The Kelsos also operated a successful — and by all accounts professional — nurse training school. By 1919, the sanitarium operated a three-year program in “theoretical and practical training in surgical, obstetrical and general nursing.”
In 1920, the Kelsos sold their hospital to the Mennonite Sanitarium Association (which in short order became Mennonite Hospital). According to contemporary news accounts, the price tag was in the $75,000 to $100,000 range (or $900,000 to $1.2 million in today’s dollars). The Kelsos then maintained a smaller clinic at the corner of Main and Chestnut streets, just south of their former hospital.
George Kelso always held an open mind to alternative treatments. For example, in a January 1930 talk before the local Woman’s Club he spoke of “suggestive therapeutics” whereby one could subtly influence the subconscious and thus restore balance to one’s health. In an earlier talk, he interpreted the Biblical story of Job as a matter of curing affliction through personal will power.
Annie Kelso died in 1927. Seven years later George Kelso sold his practice to Dr. W.S. Fuller, an osteopath, and the Fuller Clinic remained open until World War II. George Kelso passed away on Jan. 27, 1935, at his winter home in St. Petersburg, Fla. The 75-year-old retired physician had remained active by playing volleyball at the Bloomington YMCA. From his orchard in St. Petersburg he always sent a box of wintertime grapefruit to the Bloomington Rotary Club. His last box arrived around the time of his death, and so his fellow Rotarians unpacked and ate the fruit in memory of their lost colleague.

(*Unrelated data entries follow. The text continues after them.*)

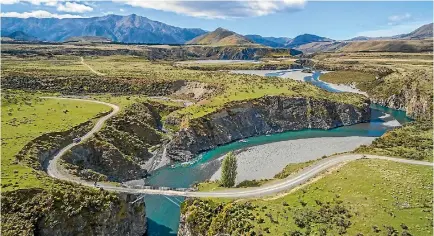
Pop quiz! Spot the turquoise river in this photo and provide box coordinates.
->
[144,72,410,236]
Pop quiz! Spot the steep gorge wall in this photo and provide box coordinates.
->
[167,96,370,161]
[304,60,433,120]
[1,186,147,236]
[1,121,147,236]
[63,102,170,182]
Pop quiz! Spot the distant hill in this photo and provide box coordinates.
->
[337,39,433,52]
[6,31,38,41]
[287,34,333,48]
[64,36,112,43]
[245,34,291,48]
[187,28,254,46]
[1,14,206,44]
[396,23,433,39]
[348,36,372,41]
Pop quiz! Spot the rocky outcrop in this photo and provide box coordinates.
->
[37,194,147,236]
[1,185,147,236]
[167,96,370,161]
[16,117,106,170]
[63,139,147,182]
[1,42,302,60]
[178,210,196,236]
[371,84,433,120]
[63,102,172,182]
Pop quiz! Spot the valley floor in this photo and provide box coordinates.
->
[211,136,375,184]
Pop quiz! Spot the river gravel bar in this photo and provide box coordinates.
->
[211,136,376,184]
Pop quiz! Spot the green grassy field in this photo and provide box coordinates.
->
[182,160,433,235]
[2,56,365,123]
[1,91,111,191]
[355,121,433,161]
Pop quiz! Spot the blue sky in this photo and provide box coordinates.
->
[0,0,433,39]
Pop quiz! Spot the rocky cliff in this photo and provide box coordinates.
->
[1,184,147,236]
[167,96,370,161]
[308,59,433,120]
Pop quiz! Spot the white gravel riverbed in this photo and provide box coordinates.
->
[211,136,375,184]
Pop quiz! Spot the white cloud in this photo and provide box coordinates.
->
[57,2,93,13]
[389,13,411,22]
[356,22,430,37]
[0,10,82,19]
[0,0,54,6]
[0,0,20,5]
[114,0,306,18]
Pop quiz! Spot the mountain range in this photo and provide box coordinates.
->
[186,28,254,46]
[1,14,206,44]
[1,14,433,53]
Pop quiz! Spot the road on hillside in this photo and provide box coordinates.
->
[42,97,433,198]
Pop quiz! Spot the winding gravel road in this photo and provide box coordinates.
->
[42,97,433,198]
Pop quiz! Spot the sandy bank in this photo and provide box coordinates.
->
[211,136,375,183]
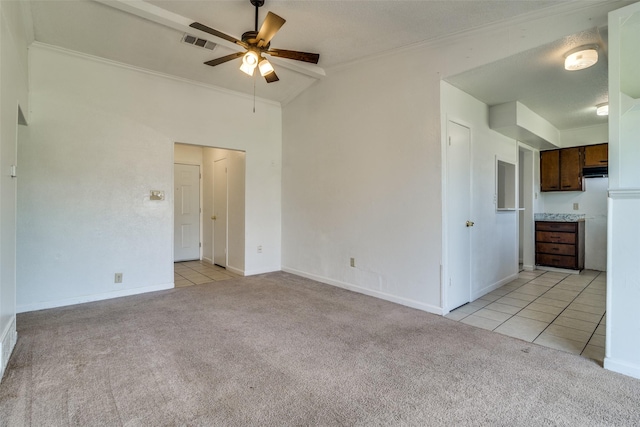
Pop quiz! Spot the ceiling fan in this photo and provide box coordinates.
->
[190,0,320,83]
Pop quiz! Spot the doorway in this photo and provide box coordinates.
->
[174,143,246,276]
[173,163,200,261]
[445,120,473,310]
[212,158,228,268]
[518,144,537,271]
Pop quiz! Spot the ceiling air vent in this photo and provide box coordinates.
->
[182,33,216,50]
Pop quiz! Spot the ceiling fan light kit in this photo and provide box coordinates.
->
[258,58,275,77]
[190,0,320,83]
[564,45,598,71]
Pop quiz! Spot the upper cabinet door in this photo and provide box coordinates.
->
[560,147,582,191]
[584,144,609,168]
[540,150,560,191]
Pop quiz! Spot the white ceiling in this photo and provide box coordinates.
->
[29,0,624,129]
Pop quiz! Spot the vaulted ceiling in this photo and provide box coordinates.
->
[23,0,632,128]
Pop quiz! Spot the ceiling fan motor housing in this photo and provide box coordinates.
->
[242,31,271,52]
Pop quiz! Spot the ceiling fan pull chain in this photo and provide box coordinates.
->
[256,2,260,33]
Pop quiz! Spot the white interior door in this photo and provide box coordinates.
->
[445,121,473,310]
[213,158,227,267]
[173,164,200,261]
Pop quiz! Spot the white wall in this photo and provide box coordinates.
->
[17,45,281,311]
[282,0,611,313]
[0,1,29,379]
[560,124,609,148]
[604,3,640,378]
[540,178,609,271]
[441,82,518,299]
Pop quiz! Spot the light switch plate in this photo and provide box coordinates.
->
[149,190,164,200]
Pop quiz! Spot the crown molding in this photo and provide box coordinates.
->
[29,41,281,107]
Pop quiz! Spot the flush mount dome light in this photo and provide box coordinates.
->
[564,46,598,71]
[596,102,609,116]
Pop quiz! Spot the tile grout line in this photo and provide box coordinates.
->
[458,272,604,354]
[516,273,602,346]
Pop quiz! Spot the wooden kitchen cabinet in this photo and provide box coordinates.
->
[540,150,560,191]
[560,147,583,191]
[584,143,609,168]
[540,147,584,191]
[536,221,584,270]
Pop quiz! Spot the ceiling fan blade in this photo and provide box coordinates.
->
[189,22,249,49]
[266,49,320,64]
[264,71,280,83]
[256,12,287,47]
[205,52,244,67]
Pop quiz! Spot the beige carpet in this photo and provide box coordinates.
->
[0,273,640,426]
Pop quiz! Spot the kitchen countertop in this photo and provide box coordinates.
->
[533,213,585,222]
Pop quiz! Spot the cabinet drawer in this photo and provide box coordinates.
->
[536,254,578,269]
[536,231,576,245]
[536,242,576,256]
[536,221,578,233]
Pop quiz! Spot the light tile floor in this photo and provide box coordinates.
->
[173,261,240,288]
[446,270,607,363]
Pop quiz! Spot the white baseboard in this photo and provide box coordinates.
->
[604,357,640,379]
[471,273,518,301]
[0,316,18,381]
[243,268,280,276]
[17,282,175,313]
[282,267,443,315]
[226,265,245,276]
[536,265,580,274]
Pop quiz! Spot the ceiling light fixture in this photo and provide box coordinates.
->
[240,50,258,76]
[564,45,598,71]
[596,102,609,116]
[258,58,274,77]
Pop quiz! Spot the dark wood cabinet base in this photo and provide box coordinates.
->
[536,221,584,270]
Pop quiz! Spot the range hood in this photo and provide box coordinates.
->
[582,166,609,178]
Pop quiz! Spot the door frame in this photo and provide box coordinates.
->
[211,157,229,268]
[440,114,474,315]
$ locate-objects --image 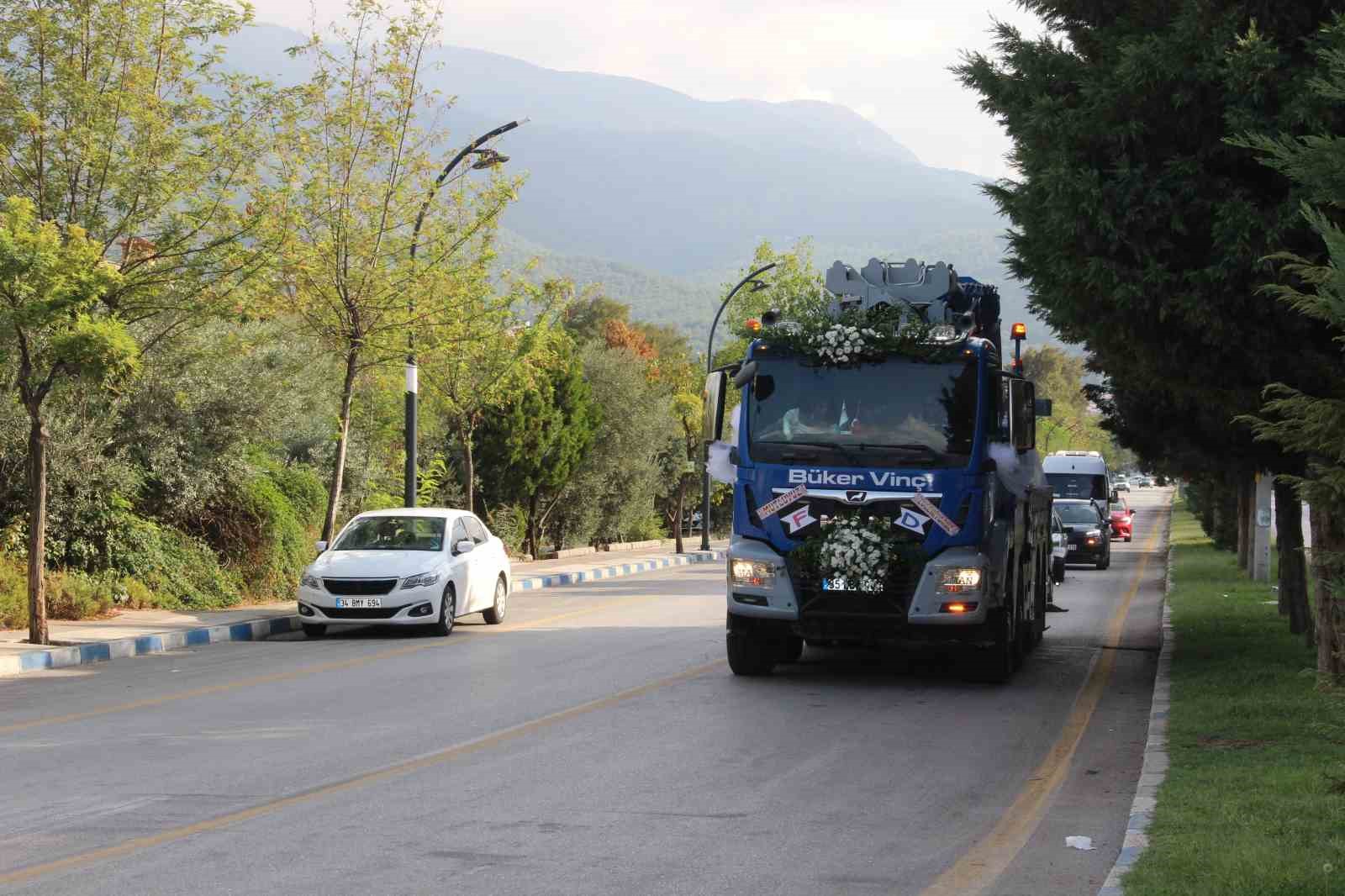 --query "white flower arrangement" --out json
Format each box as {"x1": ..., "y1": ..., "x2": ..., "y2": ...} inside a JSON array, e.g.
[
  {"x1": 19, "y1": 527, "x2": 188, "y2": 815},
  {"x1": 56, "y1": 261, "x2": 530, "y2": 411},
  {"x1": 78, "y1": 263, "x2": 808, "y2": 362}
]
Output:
[
  {"x1": 810, "y1": 323, "x2": 878, "y2": 365},
  {"x1": 820, "y1": 517, "x2": 892, "y2": 591}
]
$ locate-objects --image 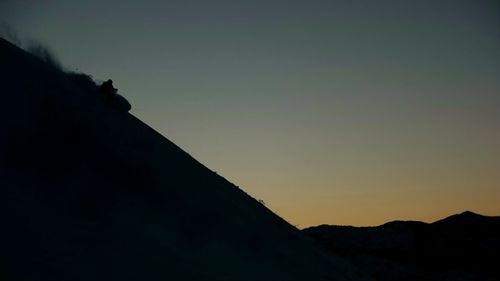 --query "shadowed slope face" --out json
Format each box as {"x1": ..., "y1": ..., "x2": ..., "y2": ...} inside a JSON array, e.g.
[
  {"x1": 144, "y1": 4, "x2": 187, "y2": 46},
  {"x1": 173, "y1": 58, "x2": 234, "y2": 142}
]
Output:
[{"x1": 0, "y1": 39, "x2": 358, "y2": 280}]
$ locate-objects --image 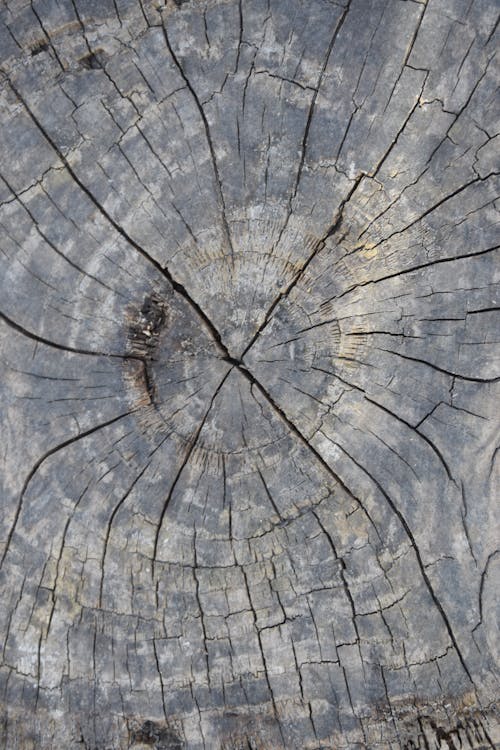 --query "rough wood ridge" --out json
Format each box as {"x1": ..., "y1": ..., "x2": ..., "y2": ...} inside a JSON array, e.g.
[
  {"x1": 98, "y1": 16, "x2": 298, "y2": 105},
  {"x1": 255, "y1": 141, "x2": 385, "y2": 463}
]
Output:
[{"x1": 0, "y1": 0, "x2": 500, "y2": 750}]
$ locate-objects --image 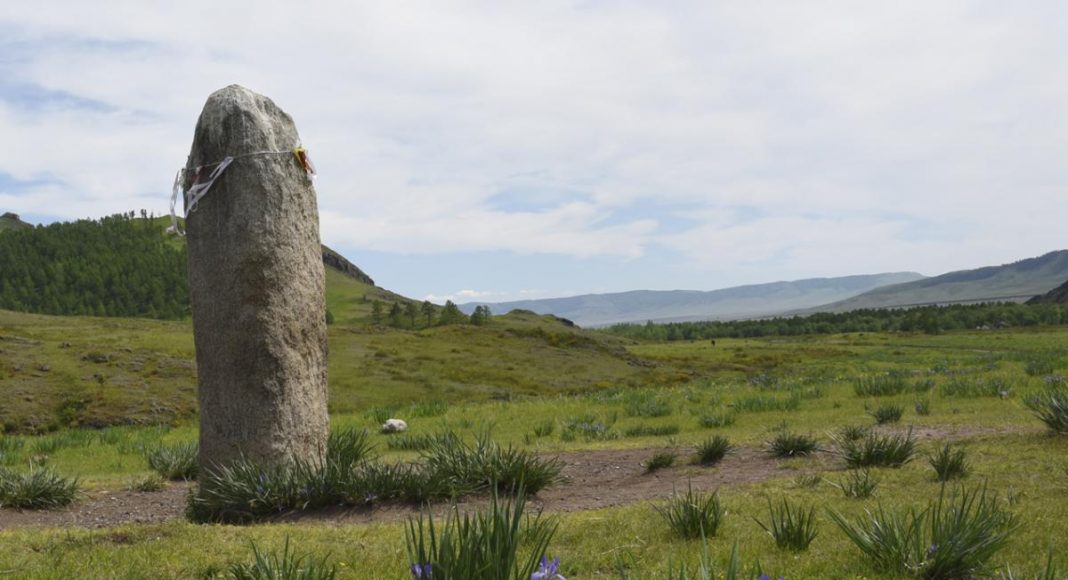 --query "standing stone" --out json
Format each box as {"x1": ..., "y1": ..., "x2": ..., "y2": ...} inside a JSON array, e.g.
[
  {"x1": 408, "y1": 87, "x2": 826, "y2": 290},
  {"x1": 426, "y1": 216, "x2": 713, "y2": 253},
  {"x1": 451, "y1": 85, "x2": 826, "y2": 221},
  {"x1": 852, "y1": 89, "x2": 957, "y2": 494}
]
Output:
[{"x1": 185, "y1": 84, "x2": 329, "y2": 473}]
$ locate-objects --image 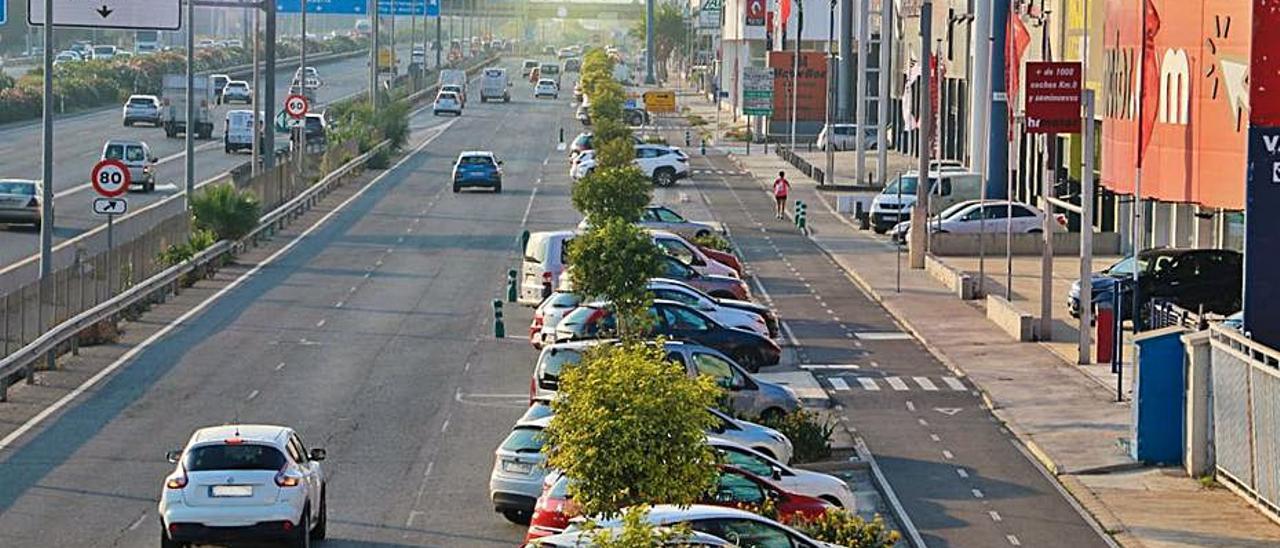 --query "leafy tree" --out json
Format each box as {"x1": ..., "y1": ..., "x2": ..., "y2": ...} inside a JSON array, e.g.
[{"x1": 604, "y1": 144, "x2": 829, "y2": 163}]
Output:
[
  {"x1": 571, "y1": 166, "x2": 653, "y2": 225},
  {"x1": 568, "y1": 218, "x2": 662, "y2": 338},
  {"x1": 191, "y1": 183, "x2": 262, "y2": 239},
  {"x1": 543, "y1": 343, "x2": 719, "y2": 517}
]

In the 1980s, Mennonite and Brokaw Hospital in Normal merged healthcare systems, and in 1991 Brokaw became BroMenn Regional Medical Center and Mennonite a “lifecare” center. The old Mennonite complex later served as offices for Electrolux Home Care North America (formerly local manufacturer Eureka Co.). Kirk Holdings LLC is now completing demolition of the site. Prior to the old hospital’s razing, Kelso Sanitarium’s 1916 brick addition was still visible from Main Street.
It’s also worth mentioning that the Mennonites continued to operate the nursing school started by the Kelsos. That program survives today as the Mennonite College of Nursing at Illinois State University.
Editor’s note: An earlier, shorter version of this “Page from Our Past” column ran on June 1, 2008.